Heures supplémentaires – Preuve

En cas de litige relatif à l’existence ou au nombre d’heures de travail accomplies, il appartient au salarié de présenter, à l’appui de sa demande, des éléments suffisamment précis quant aux heures non rémunérées qu’il prétend avoir accomplies afin de permettre à l’employeur, qui assure le contrôle des heures de travail effectuées, d’y répondre utilement en produisant ses propres éléments.
Le juge forme sa conviction en tenant compte de l’ensemble de ces éléments au regard des exigences rappelées aux dispositions légales et réglementaires précitées. Après analyse des pièces produites par l’une et l’autre des parties, dans l’hypothèse où il retient l’existence d’heures supplémentaires, il évalue souverainement, sans être tenu de préciser le détail de son calcul, l’importance de celles-ci et fixe les créances salariales s’y rapportant.
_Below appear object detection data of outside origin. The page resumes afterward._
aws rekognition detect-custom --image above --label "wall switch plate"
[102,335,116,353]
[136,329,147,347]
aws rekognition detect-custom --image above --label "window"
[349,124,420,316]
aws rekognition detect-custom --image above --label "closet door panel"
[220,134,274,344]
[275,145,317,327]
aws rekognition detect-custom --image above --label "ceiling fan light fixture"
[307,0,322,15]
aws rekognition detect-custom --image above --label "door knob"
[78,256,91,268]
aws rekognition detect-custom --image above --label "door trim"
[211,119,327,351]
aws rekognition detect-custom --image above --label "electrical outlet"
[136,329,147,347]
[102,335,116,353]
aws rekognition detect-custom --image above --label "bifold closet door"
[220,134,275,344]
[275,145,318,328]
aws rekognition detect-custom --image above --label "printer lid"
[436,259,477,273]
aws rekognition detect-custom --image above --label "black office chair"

Référence : Cass. Soc., 14-9-22, n°21-10608

Congé de maternité – Protection contre le licenciement

Pour que la salariée en arrêt de travail en raison d’un « état pathologique » en lien avec la grossesse bénéficie de la protection absolue liée au congé de maternité, il faut que le certificat médical précise ce lien entre cet état pathologique et la grossesse. A défaut, ce lien devra être démontré par le salarié.

Références :

  • Code du Travail Art. L. 1225-21
  • Cass. soc., 14-9-22, n°20-20819

Transfert d’entreprise -Statut cadre

L’avenant au contrat de travail d’un salarié stipule un statut de cadre en référence à une convention collective. Après le transfert de son contrat, le salarié est repositionné sur un poste d’agent de maîtrise en application de la convention collective de son nouvel employeur. La Cour de cassation valide ce repositionnement : le salarié ne peut prétendre au maintien pour l’avenir du statut cadre qui résulte des dispositions d’une convention collective qui ne s’applique plus.

Référence : Cass. soc., 14-9-22, n°21-13309.

Prime vacances

Une prime contractuelle de treizième mois ne saurait valoir prime de vacances au sens de l’article 31 de la convention collective nationale des bureaux d’études techniques, des cabinets d’ingénieurs-conseils et des sociétés de conseils ni constituer un avantage conventionnel ayant le même objet ou la même cause que cette prime.

Référence : Cass. soc., 14-9-22, n°21-14943.

Inaptitude d’origine professionnelle

Les règles applicables aux victimes d’un accident du travail ou d’une maladie professionnelle s’appliquent dès lors que l’inaptitude du salarié, quel que soit le moment où elle est constatée ou invoquée, a, au moins partiellement, pour origine cet accident ou cette maladie et que l’employeur avait connaissance
de cette origine professionnelle au moment du licenciement.

Référence : Cass. soc., 4-9-22, n°21-11278.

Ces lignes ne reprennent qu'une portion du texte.